Haystack components for structured key-value extraction from financial documents — IRS Form 1040, W-2, Schedule C/E, K-1 (1065) — via Azure Document Intelligence.
Designed for use cases where extracted values must be compared deterministically against an authoritative reference system (e.g. a financial aid platform, tax reconciliation engine, or audit workflow). All parsing, normalization, and delta computation is done in Python with no LLM involvement.
Why this package
Standard Haystack document loaders treat a PDF as a blob of text. Financial forms
are structured: every field has a known label, a line reference, and a numeric
value that must round-trip to Decimal without loss.
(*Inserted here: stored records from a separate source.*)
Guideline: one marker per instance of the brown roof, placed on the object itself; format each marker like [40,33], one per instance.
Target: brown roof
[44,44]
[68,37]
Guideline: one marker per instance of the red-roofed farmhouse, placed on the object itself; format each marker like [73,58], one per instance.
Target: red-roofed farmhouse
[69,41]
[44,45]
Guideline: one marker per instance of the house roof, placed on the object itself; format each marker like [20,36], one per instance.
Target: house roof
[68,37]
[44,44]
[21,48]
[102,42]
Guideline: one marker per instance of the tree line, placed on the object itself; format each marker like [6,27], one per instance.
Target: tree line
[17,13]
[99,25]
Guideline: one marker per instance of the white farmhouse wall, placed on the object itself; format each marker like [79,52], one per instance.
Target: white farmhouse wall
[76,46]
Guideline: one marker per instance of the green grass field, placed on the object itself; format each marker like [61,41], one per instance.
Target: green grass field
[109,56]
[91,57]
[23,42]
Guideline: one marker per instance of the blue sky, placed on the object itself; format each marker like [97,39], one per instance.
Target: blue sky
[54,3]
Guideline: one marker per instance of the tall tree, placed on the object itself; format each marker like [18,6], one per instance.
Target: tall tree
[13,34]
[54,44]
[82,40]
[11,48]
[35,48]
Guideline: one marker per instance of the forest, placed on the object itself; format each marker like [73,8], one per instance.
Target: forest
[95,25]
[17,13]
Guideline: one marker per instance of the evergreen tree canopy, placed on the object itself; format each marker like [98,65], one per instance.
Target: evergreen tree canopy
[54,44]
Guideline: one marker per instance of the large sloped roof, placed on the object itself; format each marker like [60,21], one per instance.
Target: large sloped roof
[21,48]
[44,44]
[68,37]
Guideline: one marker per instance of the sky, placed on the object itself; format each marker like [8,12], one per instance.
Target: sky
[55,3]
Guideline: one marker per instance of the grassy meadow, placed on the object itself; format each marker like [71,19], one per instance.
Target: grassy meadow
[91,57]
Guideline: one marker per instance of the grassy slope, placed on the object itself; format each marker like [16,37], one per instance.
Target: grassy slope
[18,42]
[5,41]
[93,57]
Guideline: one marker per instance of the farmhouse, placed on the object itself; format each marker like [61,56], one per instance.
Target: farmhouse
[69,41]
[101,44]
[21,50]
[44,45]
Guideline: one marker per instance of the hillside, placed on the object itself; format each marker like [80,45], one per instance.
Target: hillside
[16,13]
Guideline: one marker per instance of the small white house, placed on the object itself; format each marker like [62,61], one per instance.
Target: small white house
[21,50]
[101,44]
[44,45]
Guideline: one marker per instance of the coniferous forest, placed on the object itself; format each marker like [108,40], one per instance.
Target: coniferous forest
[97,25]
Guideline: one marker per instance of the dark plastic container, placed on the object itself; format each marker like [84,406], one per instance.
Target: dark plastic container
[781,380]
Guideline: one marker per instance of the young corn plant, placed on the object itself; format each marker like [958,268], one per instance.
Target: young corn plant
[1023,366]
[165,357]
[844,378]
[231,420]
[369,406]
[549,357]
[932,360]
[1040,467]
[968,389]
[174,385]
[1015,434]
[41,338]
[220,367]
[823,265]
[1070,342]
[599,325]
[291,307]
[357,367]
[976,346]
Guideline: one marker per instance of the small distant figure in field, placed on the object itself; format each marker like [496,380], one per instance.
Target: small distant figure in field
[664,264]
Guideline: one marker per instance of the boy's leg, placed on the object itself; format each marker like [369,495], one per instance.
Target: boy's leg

This package handles:
- 4-stage Azure DI recovery chain — full doc → page splitter → DPI reduction → rotation block
- Financial string normalization —
$75,000,(12,500),75000 USD,N/A,12.5% - Non-negative field protection — W-2 box values printed in parens are positive, not negative
- Delta + severity scoring — HIGH / MEDIUM / LOW against a reference value dict
- MD5-based cache invalidation — skip Azure DI if the document hasn't changed
- FERPA-safe by design — no PII in logs, opaque document IDs, no student data persisted in plaintext
Install
pip install haystack-financial-doc-extractor
Requires Python 3.10+.
Components
| Component | Input | Output |
|---|---|---|
BytesIngestionComponent |
bytes_list, document_ids, source_names |
list[DocumentPayload] |
DocumentIngestionComponent |
document_ids (stub — implement for your DMS) |
list[DocumentPayload] |
AzureDiExtractor |
list[DocumentPayload] |
list[dict] with kv_entries |
KvNormalizer |
list[dict] from extractor |
list[ExtractedField] |
DeltaCalculator |
list[ExtractedField] + reference_values |
list[ExtractedField] with delta + severity |
Quick start
from haystack_financial_doc_extractor import build_pipeline
pipeline = build_pipeline(
azure_endpoint="https://<resource>.cognitiveservices.azure.com/",
azure_api_key="...",
field_map={"adjusted gross income": "agi", "wages salaries tips": "wages"},
section="HHA_INCOME",
source_doc_type="IRS Form 1040",
)
with open("samples/f1040_filled.pdf", "rb") as f:
pdf_bytes = f.read()
result = pipeline.run({
"ingest": {
"bytes_list": [pdf_bytes],
"document_ids": ["doc-001"],
"source_names": ["f1040_filled.pdf"],
},
"delta": {
"reference_values": {"agi": 75000, "wages": 68000},
},
})
for field in result["delta"]["fields"]:
print(f"{field.field_name:<30} extracted={field.extracted_value} delta={field.delta} severity={field.severity}")
Sample usage by form type
All examples below use the synthetic sample forms in samples/ — all names,
SSNs, EINs, and dollar amounts are entirely fictional (see FERPA compliance).
Form 1040
from haystack_financial_doc_extractor import build_pipeline
FIELD_MAP_1040 = {
"adjusted gross income": "agi",
"wages salaries tips": "wages",
"total income": "total_income",
"taxable interest": "taxable_interest",
"ordinary dividends": "dividends",
"capital gain or loss": "capital_gain",
"total tax": "total_tax",
"federal income tax withheld": "tax_withheld",
}
# Reference values from your authoritative system (e.g. PowerFAIDS, FAFSA)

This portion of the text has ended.